Discussed a fascinating idea for a foundation model tool at lunch today: interactive navigation in embedding space.
Right now, you prompt most generative models with human language. That works, but it’s imprecise and coarse. If you’re generating an image of an outside scene, and you want the sunlight ever so slightly brighter, you could add the phrase “and ever so slightly brighter” to the prompt, and it might work, but it’s clunky, and not great, and clearly doesn’t scale. Maybe good enough for recreational use cases; clearly not professional grade.

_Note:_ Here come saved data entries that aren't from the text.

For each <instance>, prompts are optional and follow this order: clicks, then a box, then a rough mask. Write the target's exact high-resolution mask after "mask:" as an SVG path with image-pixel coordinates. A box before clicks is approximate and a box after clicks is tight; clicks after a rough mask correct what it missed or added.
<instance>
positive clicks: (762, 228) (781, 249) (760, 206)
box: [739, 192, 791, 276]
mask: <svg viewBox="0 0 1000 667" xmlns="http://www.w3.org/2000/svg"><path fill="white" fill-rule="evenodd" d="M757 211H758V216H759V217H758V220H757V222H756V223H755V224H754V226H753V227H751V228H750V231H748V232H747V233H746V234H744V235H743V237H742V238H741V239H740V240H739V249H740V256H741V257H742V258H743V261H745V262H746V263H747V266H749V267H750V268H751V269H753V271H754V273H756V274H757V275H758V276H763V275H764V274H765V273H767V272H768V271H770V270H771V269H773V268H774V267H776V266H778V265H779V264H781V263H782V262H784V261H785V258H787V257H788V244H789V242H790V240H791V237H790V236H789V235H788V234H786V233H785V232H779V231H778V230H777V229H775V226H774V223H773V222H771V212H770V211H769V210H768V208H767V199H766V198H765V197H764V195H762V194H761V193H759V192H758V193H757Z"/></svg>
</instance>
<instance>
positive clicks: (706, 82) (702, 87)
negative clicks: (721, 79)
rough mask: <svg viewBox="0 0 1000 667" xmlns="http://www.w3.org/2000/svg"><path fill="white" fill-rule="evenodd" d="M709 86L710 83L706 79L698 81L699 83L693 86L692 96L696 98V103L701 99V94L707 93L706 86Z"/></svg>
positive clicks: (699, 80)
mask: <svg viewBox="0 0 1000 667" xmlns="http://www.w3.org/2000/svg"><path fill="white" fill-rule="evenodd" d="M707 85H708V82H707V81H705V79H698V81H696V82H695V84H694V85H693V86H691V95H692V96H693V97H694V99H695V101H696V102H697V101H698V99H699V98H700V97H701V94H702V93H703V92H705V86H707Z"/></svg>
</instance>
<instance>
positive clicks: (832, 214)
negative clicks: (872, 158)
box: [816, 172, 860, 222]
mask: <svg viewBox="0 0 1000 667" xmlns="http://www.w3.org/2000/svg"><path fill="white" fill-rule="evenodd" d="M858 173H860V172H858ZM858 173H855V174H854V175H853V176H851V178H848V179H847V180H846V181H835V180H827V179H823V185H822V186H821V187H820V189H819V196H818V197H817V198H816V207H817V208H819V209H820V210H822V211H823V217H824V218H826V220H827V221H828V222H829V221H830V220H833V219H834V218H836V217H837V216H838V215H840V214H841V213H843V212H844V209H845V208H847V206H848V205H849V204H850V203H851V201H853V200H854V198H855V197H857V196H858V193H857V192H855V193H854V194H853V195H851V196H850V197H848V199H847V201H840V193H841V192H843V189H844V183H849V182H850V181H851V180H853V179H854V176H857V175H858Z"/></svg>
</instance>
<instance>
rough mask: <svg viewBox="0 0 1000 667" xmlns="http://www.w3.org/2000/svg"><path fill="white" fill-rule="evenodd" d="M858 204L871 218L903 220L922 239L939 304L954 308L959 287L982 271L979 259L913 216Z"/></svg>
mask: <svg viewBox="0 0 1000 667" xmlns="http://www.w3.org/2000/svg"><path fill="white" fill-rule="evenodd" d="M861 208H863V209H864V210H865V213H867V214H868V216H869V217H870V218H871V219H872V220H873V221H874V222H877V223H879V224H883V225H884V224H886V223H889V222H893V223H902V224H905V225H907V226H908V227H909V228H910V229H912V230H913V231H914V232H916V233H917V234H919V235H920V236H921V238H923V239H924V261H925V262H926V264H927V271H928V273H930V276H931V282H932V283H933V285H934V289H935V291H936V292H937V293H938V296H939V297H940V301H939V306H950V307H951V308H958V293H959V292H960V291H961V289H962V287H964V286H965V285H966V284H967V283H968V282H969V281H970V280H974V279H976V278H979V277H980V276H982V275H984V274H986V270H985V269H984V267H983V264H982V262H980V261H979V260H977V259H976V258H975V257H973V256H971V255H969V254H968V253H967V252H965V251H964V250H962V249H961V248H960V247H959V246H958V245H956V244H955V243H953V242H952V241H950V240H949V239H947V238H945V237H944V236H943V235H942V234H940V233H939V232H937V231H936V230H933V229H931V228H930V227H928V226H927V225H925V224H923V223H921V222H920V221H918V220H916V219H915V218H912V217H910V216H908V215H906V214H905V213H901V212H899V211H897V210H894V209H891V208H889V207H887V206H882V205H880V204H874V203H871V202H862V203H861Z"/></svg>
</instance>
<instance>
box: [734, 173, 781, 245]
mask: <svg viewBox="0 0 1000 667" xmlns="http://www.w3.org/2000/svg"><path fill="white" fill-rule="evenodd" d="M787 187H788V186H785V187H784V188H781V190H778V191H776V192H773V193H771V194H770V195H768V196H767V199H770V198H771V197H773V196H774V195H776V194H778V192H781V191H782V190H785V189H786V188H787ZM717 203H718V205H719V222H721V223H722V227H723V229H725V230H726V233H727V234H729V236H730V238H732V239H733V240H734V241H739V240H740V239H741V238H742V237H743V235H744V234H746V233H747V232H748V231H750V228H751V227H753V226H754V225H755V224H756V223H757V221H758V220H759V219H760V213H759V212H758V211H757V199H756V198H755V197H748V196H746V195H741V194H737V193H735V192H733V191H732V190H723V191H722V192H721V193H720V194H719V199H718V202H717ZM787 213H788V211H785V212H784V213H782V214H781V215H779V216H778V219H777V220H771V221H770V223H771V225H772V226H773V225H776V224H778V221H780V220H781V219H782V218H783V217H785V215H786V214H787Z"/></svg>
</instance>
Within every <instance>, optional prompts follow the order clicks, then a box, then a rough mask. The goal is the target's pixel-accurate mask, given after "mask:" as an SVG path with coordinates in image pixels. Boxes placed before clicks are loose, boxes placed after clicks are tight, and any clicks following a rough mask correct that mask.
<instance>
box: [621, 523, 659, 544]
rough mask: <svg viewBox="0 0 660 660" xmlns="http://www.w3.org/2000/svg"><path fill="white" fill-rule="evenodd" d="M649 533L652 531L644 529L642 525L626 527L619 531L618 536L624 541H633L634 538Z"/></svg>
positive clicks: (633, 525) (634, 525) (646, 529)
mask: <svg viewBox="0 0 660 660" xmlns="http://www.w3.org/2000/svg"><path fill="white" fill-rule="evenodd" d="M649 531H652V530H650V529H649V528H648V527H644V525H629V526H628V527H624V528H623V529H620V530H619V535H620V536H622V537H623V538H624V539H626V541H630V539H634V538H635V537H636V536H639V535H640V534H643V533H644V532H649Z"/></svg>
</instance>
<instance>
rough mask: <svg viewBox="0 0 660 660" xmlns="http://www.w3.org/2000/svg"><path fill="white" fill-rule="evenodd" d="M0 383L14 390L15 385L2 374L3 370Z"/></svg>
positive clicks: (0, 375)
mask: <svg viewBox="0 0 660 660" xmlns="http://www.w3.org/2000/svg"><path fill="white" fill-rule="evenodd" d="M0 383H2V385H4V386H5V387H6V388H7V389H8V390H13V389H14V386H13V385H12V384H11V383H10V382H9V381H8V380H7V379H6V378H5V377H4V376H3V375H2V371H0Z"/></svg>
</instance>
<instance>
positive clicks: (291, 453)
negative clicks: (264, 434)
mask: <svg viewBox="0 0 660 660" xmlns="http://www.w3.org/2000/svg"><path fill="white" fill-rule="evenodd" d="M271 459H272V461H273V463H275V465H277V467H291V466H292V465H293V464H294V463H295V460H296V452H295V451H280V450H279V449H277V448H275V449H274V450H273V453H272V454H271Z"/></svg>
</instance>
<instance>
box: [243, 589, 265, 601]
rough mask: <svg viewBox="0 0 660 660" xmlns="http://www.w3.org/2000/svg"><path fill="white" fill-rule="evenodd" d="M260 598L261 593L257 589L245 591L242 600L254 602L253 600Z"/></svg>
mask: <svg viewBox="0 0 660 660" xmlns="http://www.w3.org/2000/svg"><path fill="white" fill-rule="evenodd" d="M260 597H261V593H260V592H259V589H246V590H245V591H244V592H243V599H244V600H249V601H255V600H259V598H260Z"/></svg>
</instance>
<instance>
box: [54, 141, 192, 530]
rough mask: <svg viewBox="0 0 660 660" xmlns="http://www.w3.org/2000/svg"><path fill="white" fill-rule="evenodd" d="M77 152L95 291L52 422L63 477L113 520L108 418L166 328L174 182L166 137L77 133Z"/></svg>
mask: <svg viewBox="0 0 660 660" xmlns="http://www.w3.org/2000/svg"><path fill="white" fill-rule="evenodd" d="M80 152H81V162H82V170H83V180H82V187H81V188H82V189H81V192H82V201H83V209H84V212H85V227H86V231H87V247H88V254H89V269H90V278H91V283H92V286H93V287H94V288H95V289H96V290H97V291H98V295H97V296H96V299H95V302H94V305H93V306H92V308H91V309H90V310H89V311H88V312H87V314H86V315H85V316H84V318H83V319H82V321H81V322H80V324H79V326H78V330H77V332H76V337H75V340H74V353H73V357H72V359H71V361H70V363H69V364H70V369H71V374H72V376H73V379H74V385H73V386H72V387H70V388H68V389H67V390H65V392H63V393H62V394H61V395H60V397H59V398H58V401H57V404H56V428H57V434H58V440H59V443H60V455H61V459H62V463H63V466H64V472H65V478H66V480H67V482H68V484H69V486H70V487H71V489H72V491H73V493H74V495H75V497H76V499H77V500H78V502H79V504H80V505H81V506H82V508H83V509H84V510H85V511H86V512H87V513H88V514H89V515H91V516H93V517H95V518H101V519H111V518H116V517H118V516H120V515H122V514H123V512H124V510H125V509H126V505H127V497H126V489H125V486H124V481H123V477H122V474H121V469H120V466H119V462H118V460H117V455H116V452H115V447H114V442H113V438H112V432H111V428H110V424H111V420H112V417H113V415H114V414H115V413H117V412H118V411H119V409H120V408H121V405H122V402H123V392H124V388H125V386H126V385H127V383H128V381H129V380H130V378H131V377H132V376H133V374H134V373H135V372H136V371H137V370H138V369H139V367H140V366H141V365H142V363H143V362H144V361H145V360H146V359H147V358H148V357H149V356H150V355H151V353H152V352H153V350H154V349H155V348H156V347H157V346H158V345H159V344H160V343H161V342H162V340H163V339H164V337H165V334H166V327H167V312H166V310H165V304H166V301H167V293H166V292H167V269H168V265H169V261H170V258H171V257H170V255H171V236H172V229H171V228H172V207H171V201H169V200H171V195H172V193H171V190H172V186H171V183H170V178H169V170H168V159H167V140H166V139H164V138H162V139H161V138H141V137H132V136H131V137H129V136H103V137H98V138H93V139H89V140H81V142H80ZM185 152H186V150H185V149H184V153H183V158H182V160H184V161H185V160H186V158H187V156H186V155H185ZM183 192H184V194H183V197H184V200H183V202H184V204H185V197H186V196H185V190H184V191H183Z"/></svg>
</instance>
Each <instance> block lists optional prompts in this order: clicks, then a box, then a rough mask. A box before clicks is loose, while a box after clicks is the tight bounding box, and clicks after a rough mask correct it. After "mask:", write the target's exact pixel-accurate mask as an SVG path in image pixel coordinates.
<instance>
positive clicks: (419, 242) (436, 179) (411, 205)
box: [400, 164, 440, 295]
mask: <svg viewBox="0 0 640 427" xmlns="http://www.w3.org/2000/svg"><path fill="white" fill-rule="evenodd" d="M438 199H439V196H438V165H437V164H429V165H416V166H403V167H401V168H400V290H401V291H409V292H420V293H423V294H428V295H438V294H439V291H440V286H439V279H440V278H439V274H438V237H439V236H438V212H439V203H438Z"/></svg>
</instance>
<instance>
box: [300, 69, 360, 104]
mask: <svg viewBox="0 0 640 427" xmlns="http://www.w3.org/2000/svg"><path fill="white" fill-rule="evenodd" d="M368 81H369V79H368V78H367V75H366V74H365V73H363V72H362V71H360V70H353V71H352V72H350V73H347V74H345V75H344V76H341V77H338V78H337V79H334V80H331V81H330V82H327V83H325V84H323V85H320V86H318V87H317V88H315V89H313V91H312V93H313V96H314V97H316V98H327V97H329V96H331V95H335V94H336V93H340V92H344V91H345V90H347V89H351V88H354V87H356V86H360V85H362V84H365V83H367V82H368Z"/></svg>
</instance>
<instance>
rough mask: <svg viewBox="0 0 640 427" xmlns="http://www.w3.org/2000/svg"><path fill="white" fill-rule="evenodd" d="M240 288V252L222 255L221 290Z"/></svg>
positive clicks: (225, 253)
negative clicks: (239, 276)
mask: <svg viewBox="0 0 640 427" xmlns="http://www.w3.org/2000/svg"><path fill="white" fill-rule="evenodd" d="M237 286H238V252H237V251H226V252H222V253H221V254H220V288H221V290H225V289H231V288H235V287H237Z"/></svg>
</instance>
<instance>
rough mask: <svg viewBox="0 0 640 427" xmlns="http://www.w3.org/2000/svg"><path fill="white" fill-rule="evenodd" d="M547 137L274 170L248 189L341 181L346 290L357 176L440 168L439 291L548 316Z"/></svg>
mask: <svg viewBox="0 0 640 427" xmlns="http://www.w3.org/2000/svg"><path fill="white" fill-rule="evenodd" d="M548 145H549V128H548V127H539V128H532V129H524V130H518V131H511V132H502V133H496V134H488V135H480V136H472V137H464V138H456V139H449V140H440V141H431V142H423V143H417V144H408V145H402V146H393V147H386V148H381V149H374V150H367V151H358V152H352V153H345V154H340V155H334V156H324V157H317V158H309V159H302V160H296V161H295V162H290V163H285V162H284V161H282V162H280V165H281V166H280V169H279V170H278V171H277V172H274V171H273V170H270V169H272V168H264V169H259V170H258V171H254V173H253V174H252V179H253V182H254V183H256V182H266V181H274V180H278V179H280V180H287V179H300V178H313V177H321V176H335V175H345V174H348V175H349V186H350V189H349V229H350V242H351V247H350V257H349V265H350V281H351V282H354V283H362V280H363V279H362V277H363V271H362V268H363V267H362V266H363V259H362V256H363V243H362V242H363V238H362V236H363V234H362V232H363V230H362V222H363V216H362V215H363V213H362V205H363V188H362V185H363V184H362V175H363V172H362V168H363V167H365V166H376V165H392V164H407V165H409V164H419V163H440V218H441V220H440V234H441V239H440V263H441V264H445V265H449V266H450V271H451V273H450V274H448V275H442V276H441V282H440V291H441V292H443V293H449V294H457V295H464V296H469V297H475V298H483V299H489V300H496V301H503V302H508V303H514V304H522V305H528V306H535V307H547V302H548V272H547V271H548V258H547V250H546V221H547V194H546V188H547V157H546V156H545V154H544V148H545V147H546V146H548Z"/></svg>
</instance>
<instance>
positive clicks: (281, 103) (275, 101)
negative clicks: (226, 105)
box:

What you really want to do is move your target in embedding space directly, without the lossy indirection of going through human language. Ideally, you’d have a dial that mapped directly to sunlight luminance, and you could bump it up just a bit. Similar to temperature for LLMs, but for fine control over direction and distance in high-dimensionality embedding space, as opposed to overall stochasticity.
Imagine a big mixing board at a professional music studio. You generate an initial image as a starting point, and the model analyzes it and gives you the top 100 principal components as vectors in embedding space, each [grounded](
https://techcommunity.microsoft.com/blog/fasttrackforazureblog/grounding-llms/3843857 ) to the closest embedding and human word that describes them. Smiles, spikiness, wood, buttons, height above the ground, crowd density, all sorts of concepts, each with a knob you can dial up or down. They won’t be entirely independent, so cranking up smiles may also move the warmth, happiness, and sociability knobs, which is ok.
It’s a complicated UI! Definitely not as approachable as “just type into the text box.” And typing into a text box has gotten us pretty far! But if we’re stuck with human language as our main interface to generative models, that’s extremely limiting. Professionals won’t tolerate that for long; they need more powerful, fine grained interfaces that give them a high degree of interactive control and ability to iterate. Language prompts may have gotten us here, as they say, but they may not get us there.
AI researchers will note that this has lots of prior art in grounding and interpretability, among other areas. I’m no expert, I’d love to hear any thoughts!